Ms Guo, a resident of Hong Kong, entered China on a "return home certificate", favoured for convenience by many Hong Kong residents whose parents or grandparents fled to the former British colony from mainland China. No visa is necessary for holders of the credit card-like document, which is processed through a fully computerised system. The main drawback is that Chinese authorities therefore regard Ms Guo as a Chinese national, and are likely to deny British diplomats automatic right to consular access.
"We will do all we can," a British embassy spokesman said yesterday, "but a British passport is not a get-out-of-jail-free card." Diplomats in Peking are consulting with London on the correct procedure to follow. Three years after the handover of Hong Kong's sovereignty to China, the Foreign Office remains careful not to annoy Peking on territory issues.
The detention appears to mark an extension of a complex and long-running feud between Ms Guo and a former business partner, Xue Xuehua, a Singaporean national. After making a number of investments across China, the friends fell out in 1996 over plans to expand their $2.5m (£1.56m) Shenyang real estate company into a retail and wholesale market selling clothes and other goods.
While the Wu'ai market boomed, attracting thousands of retailers and wholesalers, the two protagonists became embroiled in arbitration stretching from Shenyang to Shanghai and Shenzhen, bordering Hong Kong. The quarrel has become a battle of wills and guanxi - the "connections" or relationships still crucial to business success in China. Both women are from wealthy overseas Chinese families whose investments have made them powerful friends.
Some sources suggest Ms Xue even persuaded the Chinese Premier, Zhu Rongji, to write to the Shenyang government recommending the criminal investigation into Ms Guo's affairs. The Mayor of Shenyang, Mu Suixin, is also said to favour the Singaporean version of events. Once the legal process formally starts, prosecutors would have to substantiate allegations that Ms Guo embezzled funds belonging to the real estate company.

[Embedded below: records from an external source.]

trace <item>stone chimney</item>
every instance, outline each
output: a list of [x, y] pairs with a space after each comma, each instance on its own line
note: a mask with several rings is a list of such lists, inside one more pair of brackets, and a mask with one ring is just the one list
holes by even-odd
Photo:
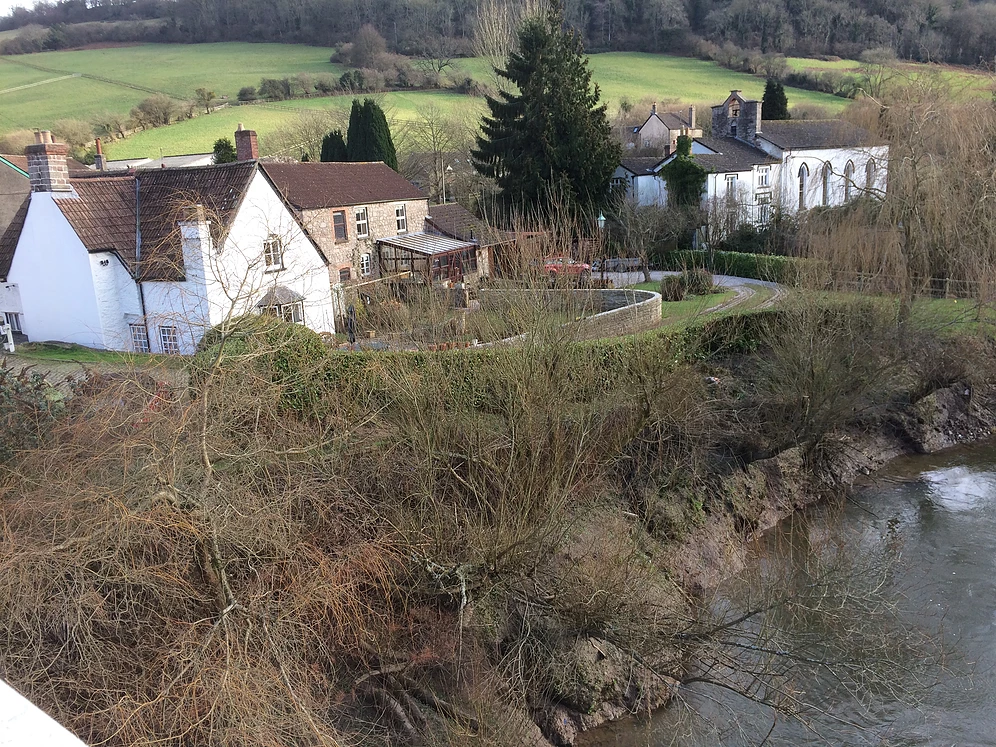
[[740, 126], [740, 138], [753, 145], [761, 132], [761, 102], [745, 101], [740, 108], [740, 119], [743, 122]]
[[104, 149], [100, 145], [100, 138], [97, 138], [97, 154], [93, 157], [93, 166], [97, 171], [107, 171], [107, 159], [104, 158]]
[[695, 107], [694, 106], [688, 107], [688, 129], [689, 130], [694, 130], [695, 129]]
[[66, 156], [69, 146], [57, 143], [52, 133], [42, 130], [35, 133], [35, 144], [24, 149], [28, 157], [28, 175], [32, 192], [69, 192], [69, 166]]
[[259, 158], [256, 131], [245, 129], [241, 122], [235, 131], [235, 157], [240, 161], [255, 161]]
[[657, 102], [656, 101], [650, 105], [650, 113], [651, 114], [656, 114], [657, 113]]

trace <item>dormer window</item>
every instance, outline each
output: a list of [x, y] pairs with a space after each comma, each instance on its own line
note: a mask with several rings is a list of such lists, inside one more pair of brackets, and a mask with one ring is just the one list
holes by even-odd
[[397, 220], [398, 233], [407, 233], [408, 232], [408, 213], [405, 210], [405, 206], [404, 205], [398, 205], [394, 209], [394, 217]]

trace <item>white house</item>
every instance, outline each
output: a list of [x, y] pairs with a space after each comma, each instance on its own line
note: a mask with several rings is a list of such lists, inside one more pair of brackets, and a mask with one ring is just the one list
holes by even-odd
[[664, 155], [674, 152], [679, 135], [701, 137], [702, 130], [695, 126], [695, 107], [683, 112], [658, 112], [657, 102], [650, 107], [650, 116], [639, 127], [634, 127], [627, 148], [657, 148]]
[[70, 176], [37, 140], [0, 238], [0, 312], [30, 340], [189, 354], [254, 312], [334, 331], [328, 260], [255, 160]]
[[[732, 91], [712, 108], [712, 136], [694, 138], [692, 156], [708, 173], [702, 202], [714, 220], [764, 225], [776, 210], [792, 215], [881, 194], [889, 147], [839, 120], [762, 121], [761, 102]], [[648, 167], [650, 174], [620, 166], [615, 176], [639, 204], [664, 205], [661, 169], [676, 157]]]

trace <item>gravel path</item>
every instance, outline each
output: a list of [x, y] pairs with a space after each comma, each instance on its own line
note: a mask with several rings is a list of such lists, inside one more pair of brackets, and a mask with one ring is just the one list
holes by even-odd
[[[653, 282], [660, 282], [667, 275], [680, 275], [680, 272], [670, 272], [664, 270], [651, 270], [650, 279]], [[601, 275], [594, 275], [601, 277]], [[611, 280], [616, 288], [625, 288], [628, 285], [636, 285], [645, 282], [642, 272], [607, 272], [605, 278]], [[774, 306], [778, 301], [788, 295], [788, 290], [783, 285], [772, 283], [769, 280], [754, 280], [753, 278], [738, 278], [733, 275], [713, 275], [713, 282], [723, 288], [729, 288], [736, 292], [736, 296], [712, 308], [706, 309], [707, 313], [715, 311], [726, 311], [745, 303], [752, 298], [760, 288], [771, 291], [771, 296], [760, 304], [757, 308], [767, 309]]]

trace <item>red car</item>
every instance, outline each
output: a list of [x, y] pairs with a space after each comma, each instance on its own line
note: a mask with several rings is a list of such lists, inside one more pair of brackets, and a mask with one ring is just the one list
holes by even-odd
[[571, 257], [547, 257], [543, 260], [543, 271], [551, 283], [567, 278], [578, 285], [587, 285], [591, 281], [591, 265], [578, 262]]

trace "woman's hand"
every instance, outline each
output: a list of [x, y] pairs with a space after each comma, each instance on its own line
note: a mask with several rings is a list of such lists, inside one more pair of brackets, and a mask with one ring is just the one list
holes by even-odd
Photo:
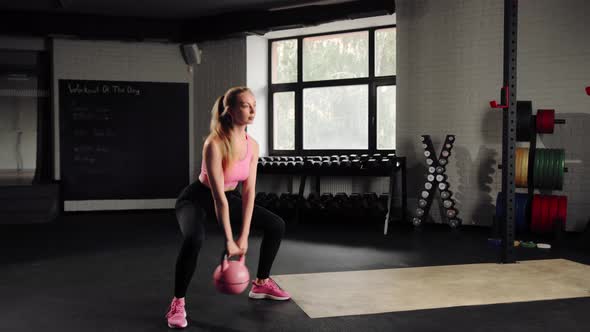
[[248, 237], [240, 235], [240, 237], [236, 241], [236, 244], [238, 245], [238, 247], [240, 247], [240, 249], [242, 249], [242, 255], [245, 255], [248, 251]]
[[228, 240], [225, 243], [225, 249], [227, 251], [227, 258], [243, 255], [243, 250], [236, 244], [234, 240]]

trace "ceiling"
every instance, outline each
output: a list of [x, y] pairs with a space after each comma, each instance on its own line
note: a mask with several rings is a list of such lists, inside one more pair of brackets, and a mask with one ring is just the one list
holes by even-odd
[[353, 0], [18, 0], [0, 1], [0, 10], [160, 19], [189, 19], [244, 10], [302, 8]]
[[395, 12], [395, 0], [1, 0], [0, 34], [198, 42]]

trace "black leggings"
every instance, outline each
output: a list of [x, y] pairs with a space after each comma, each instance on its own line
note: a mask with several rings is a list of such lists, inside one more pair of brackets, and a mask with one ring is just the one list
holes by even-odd
[[[239, 191], [225, 192], [229, 204], [229, 215], [232, 231], [241, 231], [242, 197]], [[183, 236], [182, 247], [176, 260], [176, 277], [174, 296], [184, 297], [195, 272], [199, 250], [205, 240], [205, 221], [216, 222], [215, 204], [211, 189], [197, 180], [187, 186], [176, 201], [176, 218]], [[217, 222], [216, 222], [217, 223]], [[221, 223], [217, 223], [220, 227]], [[257, 277], [266, 279], [270, 275], [270, 268], [275, 259], [283, 234], [285, 222], [281, 217], [254, 205], [251, 228], [263, 231], [258, 261]], [[236, 228], [239, 227], [239, 228]]]

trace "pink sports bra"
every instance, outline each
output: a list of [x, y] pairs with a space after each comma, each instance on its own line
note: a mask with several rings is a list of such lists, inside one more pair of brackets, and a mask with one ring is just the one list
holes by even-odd
[[[244, 181], [250, 175], [250, 159], [252, 159], [252, 151], [250, 151], [250, 138], [246, 134], [246, 156], [238, 160], [229, 170], [223, 171], [223, 185], [225, 189], [234, 188], [238, 185], [238, 182]], [[201, 174], [199, 174], [199, 180], [211, 187], [209, 184], [209, 176], [207, 175], [207, 168], [205, 160], [201, 162]]]

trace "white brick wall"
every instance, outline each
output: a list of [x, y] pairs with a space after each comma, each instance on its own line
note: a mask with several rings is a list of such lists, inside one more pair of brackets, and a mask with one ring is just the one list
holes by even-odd
[[[192, 76], [182, 59], [179, 45], [163, 43], [131, 43], [118, 41], [53, 41], [53, 100], [55, 126], [55, 179], [60, 177], [59, 165], [59, 90], [60, 79], [120, 80], [144, 82], [179, 82], [192, 85]], [[191, 90], [192, 91], [192, 86]], [[193, 121], [193, 93], [189, 93], [189, 120]], [[193, 128], [189, 130], [193, 138]], [[194, 151], [194, 139], [189, 146]], [[194, 168], [194, 154], [189, 156]], [[66, 211], [171, 208], [173, 199], [66, 201]]]
[[203, 142], [209, 134], [215, 100], [233, 86], [246, 85], [245, 37], [203, 42], [198, 46], [203, 53], [201, 64], [194, 67], [195, 173], [201, 169]]
[[[570, 166], [568, 229], [580, 230], [590, 217], [590, 189], [583, 170], [590, 162], [580, 122], [590, 117], [590, 43], [585, 34], [590, 3], [582, 0], [519, 2], [518, 98], [535, 108], [555, 108], [571, 118], [541, 144], [563, 147]], [[466, 224], [488, 225], [501, 188], [503, 2], [497, 0], [398, 0], [398, 151], [408, 157], [409, 207], [415, 208], [424, 182], [419, 135], [433, 135], [436, 149], [447, 133], [457, 135], [447, 173]], [[574, 120], [576, 119], [576, 120]], [[578, 124], [577, 124], [577, 123]], [[551, 137], [549, 137], [551, 136]], [[576, 145], [578, 144], [578, 145]], [[571, 156], [571, 157], [570, 157]], [[576, 175], [578, 174], [578, 175]], [[435, 213], [433, 213], [435, 214]], [[435, 217], [438, 217], [435, 215]]]

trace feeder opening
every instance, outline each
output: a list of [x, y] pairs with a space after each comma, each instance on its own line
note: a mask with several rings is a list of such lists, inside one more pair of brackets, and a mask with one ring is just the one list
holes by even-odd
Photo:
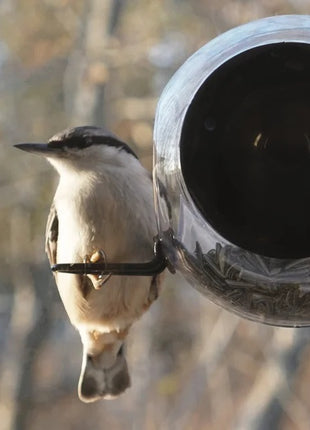
[[268, 257], [309, 257], [310, 45], [254, 48], [213, 72], [188, 108], [181, 166], [225, 239]]

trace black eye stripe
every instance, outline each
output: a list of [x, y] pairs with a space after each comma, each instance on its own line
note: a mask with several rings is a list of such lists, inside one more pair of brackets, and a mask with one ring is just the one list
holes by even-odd
[[50, 140], [48, 145], [51, 148], [59, 148], [61, 146], [66, 148], [87, 148], [88, 146], [93, 145], [92, 139], [88, 137], [70, 137], [65, 138], [64, 140]]

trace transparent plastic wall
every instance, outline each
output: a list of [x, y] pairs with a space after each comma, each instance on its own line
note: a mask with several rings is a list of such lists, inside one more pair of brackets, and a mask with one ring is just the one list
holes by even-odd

While the Chinese government has promised to improve the commercial legal environment, as part of efforts to join the World Trade Organisation, reservations remain about the due process of law in a country where legal transparency is far from established.
If found guilty, Ms Guo could face a long prison sentence. Her British passport should reduce the likelihood of the death penalty, sometimes given in large-scale corruption cases.